Boise State charged security fee for 2nd Amendment event with no-gun policy
Boise State University took unconstitutional actions by charging security fees to a student group that hosted a Second Amendment event featuring the lead plaintiff in the Supreme Court’s 2008 Heller decision, the students allege – adding they want their money back.
The students are supported by the Foundation for Individual Rights in Education, which jumped into the fray last week, following the lead of several Idaho groups. FIRE told the university in a letter that it violated the First Amendment rights of BSU’s Young Americans for Liberty chapter.
Federal courthouse security guard Dick Heller prevailed in his challenge to Washington, D.C.’s gun law that required him to keep his personal gun at the courthouse. The Supreme Court ruled he could keep his gun at his home, deeming the city’s strict law unconstitutional.
Boise State’s Young Americans for Liberty chapter hosted a stop on the “Dick Heller 2nd Amendment Tour of Idaho” on May 16. Less than a day before the event, the university notified the group it would have to pay a $465 fee for the presence of three security guards and two police officers if it didn’t want Heller’s address canceled. The group gave in and paid the fee.
The fee was justified because there was concern that “a community member had been encouraging folks (via social media) to open carry to the event” – a violation of BSU policy, Kathleen Tuck, BSU assistant director of communications and marketing, told The College Fix in an email. “As this is a violation of campus policy, we took steps to ensure campus safety and to make sure policy was enforced.”
The university did not divulge the name of the person allegedly encouraging people to openly carry at the event, but FIRE’s letter to campus officials names a possible person – a nonstudent, Matthew Townsend III, who posted on the YAL chapter’s Facebook page that he wanted to carry a gun on campus “again soon.”
Townsend also wrote in a May 14 post on the Facebook page for the Heller event: “I’ll be there. I’ll be dressed no differently than I am anywhere else,” with a smiley-face emoticon.
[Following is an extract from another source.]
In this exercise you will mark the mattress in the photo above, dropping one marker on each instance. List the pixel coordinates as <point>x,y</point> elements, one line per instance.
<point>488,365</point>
The chapter responded to a commenter on its Facebook event page that the school’s “no firearm policy will apply” at the event, as did another co-sponsor, Idaho Open Carry, on its Facebook page.
“Boise State overstepped its bounds by charging extra security fees last minute for an event where the goal wasn’t to have an open-carry gun rally, but rather provide an educational forum for our students and community regarding a very important, historical Second Amendment Supreme Court ruling,” Sherlyn Rose, the chapter’s vice president, told IdahoReporter.com, a watchdog news outlet project of the Idaho Freedom Foundation.
The Idaho chapter of the American Civil Liberties Union, IFF’s Center for Defense of Liberty and the Alliance Defending Freedom also criticized BSU policies for forcing YAL members to use their own money to pay for security, IdahoReporter.com said in a separate story last week.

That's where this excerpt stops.